Altın kemer müze vitrininde
Üzerinde çeşitli figürlerin yer aldığı 432 gram ağırlığındaki altın kemer, muhafaza altında tutulduğu depodan çıkarılarak Kars Arkeoloji ve Etnografya Müzesi’ne konuldu. Altın kemerin müzede 3 ay sergilendikten sonra tekrar depoya konulacağı bilgisi paylaşıldı.
Orta Çağ’ın önemli şehirlerinden bir olan Ani Ören Yeri tarihinin, çok erken dönemlere denk geldiğini, ören yerinin kenarındaki vadilerde Kalkolitik dönemlere tarihlenen alanlar olduğunu ve bu alanların Urartu ile Pers dönemlerinde de kullanıldığını anlatan Kars Arkeoloji ve Etnografya Müzesi Müdür Vekili Hakim Aslan, şöyle konuştu:
“Ani’nin ihtişamlı dönemini Orta Çağ’da yaşadığını bilmekteyiz, 1800’lü yılların sonlarında Ani Ören Yeri’nde Rus asıllı Nikolay Marr tarafından arkeolojik kazı çalışmaları başlatılmıştır. Daha sonra çalışmalar Türk hocalarımız tarafından yapılmış ve halen de devam etmektedir. Altın kemer de 2002 yılında Prof. Dr. Beyhan Karamağaralı döneminde yapılan kazı çalışmaları sonucunda çıkartılan eserlerden bir tanesidir. Eser çok önemlidir, altın malzemeden yapılmıştır.”
“Üzerindeki figürleri Uygur dönemine ait duvar resimlerinde görebilmekteyiz”
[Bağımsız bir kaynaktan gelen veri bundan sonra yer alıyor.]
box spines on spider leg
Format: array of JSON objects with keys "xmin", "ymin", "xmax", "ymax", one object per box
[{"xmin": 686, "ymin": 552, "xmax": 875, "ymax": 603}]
Aslan, bu tür bulguların Ani Ören Yeri’nin ne kadar zengin ve ticari bir merkez olduğunun göstergesi olduğunu belirterek, altın kemerin özellikleriyle ilgili şu bilgileri verdi:
“Kemer 3 bölümden oluşmaktadır, birincisi kemer tokası, ikincisi tekstil parça üzerindeki kemer halkalar ve kemer levhasından oluşuyor. Tamamı altın malzemeden yapılmıştır, üzerinde süslemeler bulunmaktadır. Ortadaki kemer tokası 8 dilimli olarak yapılmış ve kenarlarında savat işçiliği görülmektedir. Kemer levhasına baktığımızda 25 santimetre uzunluğunda, 2,5 santimetre genişliğindedir. Uç kısmında ise insan başı figürü yer almaktadır. Bu, bizim için çok önemlidir, kemeri tarihlendirme konusunda bize önemli ip uçları sunmaktadır. Aynı figürleri Uygur dönemine ait duvar resimlerinde görebilmekteyiz. Burada aslında 3’üncü bir göz görülmektedir ayrıca kemer tokası üzerine insan figürünün yanı sıra ‘lisa’ kelimesi yazmaktadır. Lisa kelimesi sahibine anlamı taşımaktadır. Daha önceleri gördüğümüz seramikler üzerinde lisa kelimesi, sahibine uğur, bereket getirmesi anlamında kullanılmıştır.”